HIF1 is a transcription factor that controls the expression of more than 40 target genes which encode proteins that play crucial roles in tumor progression, such as vascular endothelial growth factor (VEGF), glucose transporters 1 and 3 (GLUT1, GLUT3), and glycolytic enzymes [32]. In breast cancer, HIF1α overexpression can be detected in ductal carcinoma in situ, the pre-invasive stage at which angiogenesis is first induced [33]. HIF1α was also overexpressed in preneoplastic and premalignant lesions such as colonic adenoma and prostate intraepithelial neoplasia. HIF1α-positive cells were prominent at tumor margins and surrounding areas of neovascularization [34], implying that up-regulation of HIF1α was an early molecular event in carcinogenesis and tumor invasiveness. These features of HIF1α may explain the predictive role of polymorphisms in HIF1A gene in early stage of NSCLC. Hypothetically, in advanced NSCLC, the variation in HIF1A has some effect on survival, but could not as the independent prognostic factor due to other molecular factors and microenvironmental elements involved in tumor growth. Evidence on this concept is further warranted, and more future research work is needed to elucidate whether our findings can be explained by stage specificity role of HIF1A SNPs in tumor progression.

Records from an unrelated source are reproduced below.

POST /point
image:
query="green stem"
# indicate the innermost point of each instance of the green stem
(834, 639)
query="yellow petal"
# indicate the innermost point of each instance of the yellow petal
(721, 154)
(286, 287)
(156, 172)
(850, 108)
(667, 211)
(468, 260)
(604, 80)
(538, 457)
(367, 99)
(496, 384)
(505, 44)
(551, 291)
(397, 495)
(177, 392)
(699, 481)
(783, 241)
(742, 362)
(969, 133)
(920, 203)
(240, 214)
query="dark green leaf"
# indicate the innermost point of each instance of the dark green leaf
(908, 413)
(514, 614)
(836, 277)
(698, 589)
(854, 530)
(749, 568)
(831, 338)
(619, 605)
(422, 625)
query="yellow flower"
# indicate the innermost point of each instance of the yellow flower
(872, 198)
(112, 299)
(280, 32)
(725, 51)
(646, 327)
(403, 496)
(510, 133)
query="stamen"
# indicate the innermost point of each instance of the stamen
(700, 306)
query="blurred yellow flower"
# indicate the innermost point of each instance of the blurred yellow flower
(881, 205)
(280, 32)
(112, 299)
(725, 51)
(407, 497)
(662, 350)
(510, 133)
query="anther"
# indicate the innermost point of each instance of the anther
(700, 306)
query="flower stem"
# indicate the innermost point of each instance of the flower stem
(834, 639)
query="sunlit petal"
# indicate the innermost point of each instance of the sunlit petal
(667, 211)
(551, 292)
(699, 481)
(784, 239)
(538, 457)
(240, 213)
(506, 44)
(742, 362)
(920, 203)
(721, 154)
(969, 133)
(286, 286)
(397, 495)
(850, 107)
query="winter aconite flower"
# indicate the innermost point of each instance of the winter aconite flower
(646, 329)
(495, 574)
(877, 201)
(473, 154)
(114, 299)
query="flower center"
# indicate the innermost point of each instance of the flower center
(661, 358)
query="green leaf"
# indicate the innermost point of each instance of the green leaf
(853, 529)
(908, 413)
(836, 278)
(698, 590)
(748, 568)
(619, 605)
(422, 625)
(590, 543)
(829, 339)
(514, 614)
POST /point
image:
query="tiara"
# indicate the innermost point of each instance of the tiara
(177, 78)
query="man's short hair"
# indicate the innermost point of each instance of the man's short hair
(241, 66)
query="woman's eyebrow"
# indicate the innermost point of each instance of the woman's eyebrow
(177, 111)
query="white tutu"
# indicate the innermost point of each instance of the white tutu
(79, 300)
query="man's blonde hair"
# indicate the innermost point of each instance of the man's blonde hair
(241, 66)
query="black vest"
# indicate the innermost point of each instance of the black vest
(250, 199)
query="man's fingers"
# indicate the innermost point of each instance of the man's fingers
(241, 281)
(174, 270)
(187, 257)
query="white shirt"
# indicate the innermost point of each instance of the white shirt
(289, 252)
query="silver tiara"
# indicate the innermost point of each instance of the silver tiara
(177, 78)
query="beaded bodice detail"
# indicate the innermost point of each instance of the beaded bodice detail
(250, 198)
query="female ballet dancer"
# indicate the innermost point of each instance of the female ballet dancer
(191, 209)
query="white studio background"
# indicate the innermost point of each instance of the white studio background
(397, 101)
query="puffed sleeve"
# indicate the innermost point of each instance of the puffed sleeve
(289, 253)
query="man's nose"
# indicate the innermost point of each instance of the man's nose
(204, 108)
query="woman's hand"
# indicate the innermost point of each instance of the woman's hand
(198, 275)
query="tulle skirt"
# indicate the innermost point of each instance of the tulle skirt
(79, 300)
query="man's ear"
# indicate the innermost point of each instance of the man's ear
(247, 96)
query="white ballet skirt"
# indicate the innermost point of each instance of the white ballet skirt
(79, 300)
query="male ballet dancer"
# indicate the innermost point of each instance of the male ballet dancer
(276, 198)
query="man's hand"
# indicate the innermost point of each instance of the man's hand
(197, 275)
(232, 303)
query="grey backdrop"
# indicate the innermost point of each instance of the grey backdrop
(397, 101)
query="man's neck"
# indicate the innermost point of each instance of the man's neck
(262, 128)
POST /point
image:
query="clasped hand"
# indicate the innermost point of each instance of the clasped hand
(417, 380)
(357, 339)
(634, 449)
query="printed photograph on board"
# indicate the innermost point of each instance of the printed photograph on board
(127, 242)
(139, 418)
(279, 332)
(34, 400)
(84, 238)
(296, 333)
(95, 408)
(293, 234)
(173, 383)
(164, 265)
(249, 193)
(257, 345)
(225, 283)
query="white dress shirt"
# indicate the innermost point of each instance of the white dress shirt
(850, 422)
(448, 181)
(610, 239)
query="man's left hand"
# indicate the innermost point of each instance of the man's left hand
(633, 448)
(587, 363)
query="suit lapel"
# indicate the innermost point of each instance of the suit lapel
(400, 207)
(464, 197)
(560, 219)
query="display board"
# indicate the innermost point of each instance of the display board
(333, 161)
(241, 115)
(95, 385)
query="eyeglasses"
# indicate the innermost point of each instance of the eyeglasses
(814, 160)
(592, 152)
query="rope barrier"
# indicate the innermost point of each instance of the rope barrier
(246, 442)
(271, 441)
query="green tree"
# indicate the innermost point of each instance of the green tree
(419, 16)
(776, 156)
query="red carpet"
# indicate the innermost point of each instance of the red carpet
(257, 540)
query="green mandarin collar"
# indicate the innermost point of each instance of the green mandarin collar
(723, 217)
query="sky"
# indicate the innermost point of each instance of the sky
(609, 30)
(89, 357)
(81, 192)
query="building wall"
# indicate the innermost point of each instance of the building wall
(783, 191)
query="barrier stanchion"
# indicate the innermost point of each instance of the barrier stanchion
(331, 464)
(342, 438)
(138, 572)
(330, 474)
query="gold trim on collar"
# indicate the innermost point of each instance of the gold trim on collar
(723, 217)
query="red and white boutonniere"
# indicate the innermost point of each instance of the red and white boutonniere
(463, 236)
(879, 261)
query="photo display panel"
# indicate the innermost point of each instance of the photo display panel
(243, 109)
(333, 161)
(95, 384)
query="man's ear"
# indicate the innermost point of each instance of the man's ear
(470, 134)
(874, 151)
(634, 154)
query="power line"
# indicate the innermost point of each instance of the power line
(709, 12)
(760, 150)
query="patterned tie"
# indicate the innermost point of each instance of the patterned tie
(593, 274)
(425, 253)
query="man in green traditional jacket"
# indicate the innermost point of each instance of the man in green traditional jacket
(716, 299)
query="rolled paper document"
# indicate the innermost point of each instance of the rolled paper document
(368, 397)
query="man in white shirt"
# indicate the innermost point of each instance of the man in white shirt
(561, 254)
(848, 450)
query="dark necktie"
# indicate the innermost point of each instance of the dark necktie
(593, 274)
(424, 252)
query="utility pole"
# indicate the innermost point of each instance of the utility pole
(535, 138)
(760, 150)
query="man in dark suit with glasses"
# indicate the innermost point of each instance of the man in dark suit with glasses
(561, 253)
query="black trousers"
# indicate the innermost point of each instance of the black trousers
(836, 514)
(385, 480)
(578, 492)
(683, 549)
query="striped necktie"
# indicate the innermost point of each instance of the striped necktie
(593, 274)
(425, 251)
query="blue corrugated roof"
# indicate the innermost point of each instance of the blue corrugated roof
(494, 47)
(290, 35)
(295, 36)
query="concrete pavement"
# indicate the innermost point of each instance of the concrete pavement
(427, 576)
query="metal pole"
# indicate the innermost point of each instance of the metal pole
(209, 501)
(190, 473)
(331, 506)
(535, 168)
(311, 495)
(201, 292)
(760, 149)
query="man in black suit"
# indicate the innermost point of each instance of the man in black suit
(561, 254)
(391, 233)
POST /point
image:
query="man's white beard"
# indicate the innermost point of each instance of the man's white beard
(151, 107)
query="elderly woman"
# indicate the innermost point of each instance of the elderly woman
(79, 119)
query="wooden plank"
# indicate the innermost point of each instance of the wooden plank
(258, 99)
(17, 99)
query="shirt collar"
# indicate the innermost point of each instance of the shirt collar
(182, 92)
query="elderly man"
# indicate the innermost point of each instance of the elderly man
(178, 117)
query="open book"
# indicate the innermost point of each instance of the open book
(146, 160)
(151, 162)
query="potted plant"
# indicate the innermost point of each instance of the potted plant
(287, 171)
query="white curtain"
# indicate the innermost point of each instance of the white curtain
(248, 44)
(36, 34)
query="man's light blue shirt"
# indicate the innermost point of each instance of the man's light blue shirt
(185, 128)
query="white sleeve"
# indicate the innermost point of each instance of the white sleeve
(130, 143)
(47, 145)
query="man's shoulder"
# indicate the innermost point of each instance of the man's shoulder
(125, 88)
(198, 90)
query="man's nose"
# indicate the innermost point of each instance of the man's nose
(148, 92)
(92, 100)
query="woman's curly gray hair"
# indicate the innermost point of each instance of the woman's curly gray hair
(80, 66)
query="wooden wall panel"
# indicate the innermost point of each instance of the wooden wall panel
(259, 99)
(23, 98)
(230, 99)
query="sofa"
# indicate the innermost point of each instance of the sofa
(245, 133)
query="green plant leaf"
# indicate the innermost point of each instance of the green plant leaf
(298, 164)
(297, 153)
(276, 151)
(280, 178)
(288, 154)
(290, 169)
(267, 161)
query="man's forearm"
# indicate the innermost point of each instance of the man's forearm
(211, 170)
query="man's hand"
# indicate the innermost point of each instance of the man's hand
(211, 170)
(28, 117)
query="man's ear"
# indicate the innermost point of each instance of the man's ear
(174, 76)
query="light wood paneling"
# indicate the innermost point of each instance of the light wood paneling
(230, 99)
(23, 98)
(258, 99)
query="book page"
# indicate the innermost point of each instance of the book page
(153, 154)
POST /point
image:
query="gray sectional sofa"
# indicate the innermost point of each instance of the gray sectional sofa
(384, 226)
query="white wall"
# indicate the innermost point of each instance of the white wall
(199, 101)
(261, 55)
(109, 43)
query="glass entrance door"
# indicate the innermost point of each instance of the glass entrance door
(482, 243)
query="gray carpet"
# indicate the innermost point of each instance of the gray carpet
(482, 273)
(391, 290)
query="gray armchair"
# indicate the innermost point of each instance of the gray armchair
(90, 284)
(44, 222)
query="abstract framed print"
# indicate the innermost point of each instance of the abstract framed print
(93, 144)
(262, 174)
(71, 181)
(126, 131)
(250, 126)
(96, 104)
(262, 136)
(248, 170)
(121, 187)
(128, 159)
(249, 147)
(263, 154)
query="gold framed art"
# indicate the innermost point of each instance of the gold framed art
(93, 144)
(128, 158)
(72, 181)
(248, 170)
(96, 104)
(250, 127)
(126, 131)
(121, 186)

SNP rs2057482 which was significantly associated with NSCLC prognosis is located in the 3′-UTR of the HIF1A gene. Previous studies have shown that the polymorphisms in the 3′-UTRs of several genes were associated with miRNA-regulated protein expression by providing mutated binding sites for proteins and microRNAs to alter mRNA stability, or by forming hairpin loop structures to stabilize mRNA and thus slow down degradation [35]. It is assumed that SNP rs2057482 at 3′-UTR might alter HIF1A gene expression and subsequently affect survival of NSCLC patients. Further study is needed to verify our assumption.

In summary, as the first study observing the effects of HIF1A polymorphisms on NSCLC prognosis, our results strongly suggest that SNPs of HIF1A (rs2057482 and rs2301113) are independent prognostic markers for early stage NSCLC patients after surgery. Large-scale studies will be carried out in the future to further validate the findings of the present study.